Tuesday, June 30, 2009

Galatians 1:6-9

V6-9 – 6I am astonished that you are so quickly deserting the One who called you by the grace of Christ and are turning to a different gospel – 7which is really no gospel at all. Evidently some people are throwing you into confusion and are trying to pervert the gospel of Christ. 8But even if we or an angel from heaven should preach a gospel other than the one we preached to you, let him be eternally condemned! 9As we have already said, so now I say again: If anybody is preaching to you a gospel other than what you accepted, let him be eternally condemned!

Paul gets right down to business without any buttering up of his audience in v6. He doesn’t thank God, commend the Galatian believers, or pray for them; rather, he reveals the urgency of the matter with rebuke. He is shocked to hear that they have “so quickly” deserted God, who called them to be saved “by the grace of Christ,” in favor of legalism, which as he says in v7, is not good news. Without mentioning names (“some people”), Paul determines from the evidence (“evidently”) that the Judaizers have confused the Galatians with their efforts to pervert the gospel. Why would they want to do that? The Judaizers were legalists, and they couldn’t stand the thought that Gentiles would receive the same benefits of being in God’s family that they purportedly received without having to go through the same process, namely circumcision and the regular rituals, etc. Their intent was to tear down Paul’s foundation of “by grace through faith” and restore the law to what they believed was its rightful place in Jewish theology.

Vincent Cheung says, “The immediate issue is not even whether it is good to become circumcised, to follow the law of Moses, or to obey any law of God, but whether this is the way to become righteous in God’s sight. This distinction is important in order to maintain the gospel of grace and at the same time exclude antinomianism. For if as a matter of principle it is against grace to keep God’s law or to obey God’s command, then grace would indeed lead to sin. But this is not the gospel that Paul preaches.”

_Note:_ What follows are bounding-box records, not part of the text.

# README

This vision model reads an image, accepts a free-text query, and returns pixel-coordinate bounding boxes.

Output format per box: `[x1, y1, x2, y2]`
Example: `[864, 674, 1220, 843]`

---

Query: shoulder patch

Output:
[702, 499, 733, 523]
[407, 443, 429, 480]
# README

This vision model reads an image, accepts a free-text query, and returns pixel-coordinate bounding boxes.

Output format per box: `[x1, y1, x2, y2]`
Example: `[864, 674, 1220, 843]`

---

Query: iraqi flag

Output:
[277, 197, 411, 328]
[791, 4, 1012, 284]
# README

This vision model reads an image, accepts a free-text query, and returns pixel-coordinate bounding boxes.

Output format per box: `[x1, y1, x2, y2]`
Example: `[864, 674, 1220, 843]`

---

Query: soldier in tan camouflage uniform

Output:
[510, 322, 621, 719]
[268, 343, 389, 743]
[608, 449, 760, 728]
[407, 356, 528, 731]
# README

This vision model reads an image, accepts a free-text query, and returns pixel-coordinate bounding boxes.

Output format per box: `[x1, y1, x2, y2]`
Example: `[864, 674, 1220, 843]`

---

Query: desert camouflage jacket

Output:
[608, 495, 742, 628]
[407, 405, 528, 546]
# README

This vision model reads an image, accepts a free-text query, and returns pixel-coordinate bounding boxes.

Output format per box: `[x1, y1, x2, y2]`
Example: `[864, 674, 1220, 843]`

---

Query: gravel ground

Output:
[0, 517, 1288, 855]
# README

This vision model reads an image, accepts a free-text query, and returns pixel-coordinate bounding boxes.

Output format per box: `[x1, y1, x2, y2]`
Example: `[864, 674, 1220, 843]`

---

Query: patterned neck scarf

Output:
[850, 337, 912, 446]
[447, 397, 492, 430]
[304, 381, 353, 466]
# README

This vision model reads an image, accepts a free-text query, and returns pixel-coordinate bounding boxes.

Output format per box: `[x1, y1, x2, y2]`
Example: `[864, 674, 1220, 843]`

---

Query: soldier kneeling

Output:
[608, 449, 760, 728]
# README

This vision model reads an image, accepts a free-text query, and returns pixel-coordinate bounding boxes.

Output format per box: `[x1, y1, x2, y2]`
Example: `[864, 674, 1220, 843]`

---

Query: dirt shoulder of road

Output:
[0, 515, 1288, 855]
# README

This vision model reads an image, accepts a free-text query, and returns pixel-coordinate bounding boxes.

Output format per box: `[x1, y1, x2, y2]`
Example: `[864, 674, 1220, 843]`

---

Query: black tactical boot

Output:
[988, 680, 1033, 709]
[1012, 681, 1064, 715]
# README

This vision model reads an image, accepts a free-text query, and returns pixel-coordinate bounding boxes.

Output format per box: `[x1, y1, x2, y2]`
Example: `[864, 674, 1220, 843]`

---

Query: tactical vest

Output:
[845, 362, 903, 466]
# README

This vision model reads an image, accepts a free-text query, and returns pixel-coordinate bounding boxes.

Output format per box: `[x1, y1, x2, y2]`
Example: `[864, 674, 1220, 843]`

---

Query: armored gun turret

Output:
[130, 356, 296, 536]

In v8-9, Paul repeats with utmost urgency that his gospel is the only good news – that salvation comes by grace through faith. This is not due to the fact that it is his gospel, for he announces that even if he changed his gospel and preached a different gospel, that he should be condemned forever. There are some, namely false teachers, who expect their words to be accepted because they emanate from them, but not Paul. Paul expects his words to be accepted because they emanate from God. And if his words change, then God’s words and not Paul’s must be heeded. Paul demands here that the Christian gospel – what he preached to the Galatians (v8) and what they accepted (v9) – be exclusive. Cheung adds, “There is no room for any deviation, any modification, any modernization, or any ‘improvement’ to the original gospel message. There is no room for flexibility in its content. To say this in a positive way, this original message is accurate, precise, complete, and enduring, so that anything different from it is false doctrine.” Though many sadly deny Christian gospel exclusivity today, Paul pronounces anathema – eternal condemnation – on those who do so, even himself if it ever came to that. Cheung says:

“Paul equates turning away from the message about Christ to turning away from the person of God, that is, ‘the One who called you by the grace of Christ.’ Because the Christian message is God’s revelation about Himself and His way of salvation, to reject, abandon, or fail to accept the Christian message, therefore, is to reject, abandon, or fail to accept God Himself. This means that it is impossible for a person to reject Christianity and at the same time find God or salvation. It is impossible for a person to find his way to God or salvation through any other ‘gospel,’ religion, or philosophy. It is also impossible for anyone to obtain salvation through Jesus Christ by believing some other message or following some other system of thought. If the content of a religion or philosophy is empty of or different from the message that Paul preached, then this message cannot lead anyone to God, to Christ, or to salvation.”
Interestingly, in Romans 9:3, Paul says that he could wish himself accursed (same word) in order that the Jews might be saved. But Paul knows he cannot be cursed, thanks to Jesus’ substitutionary atonement on his behalf. Paul even mentions angels in exaggeration as if to say, “Should the impossible happen – for angels to speak against God – hold fast to God and damn the angels to hell for their falsehood.”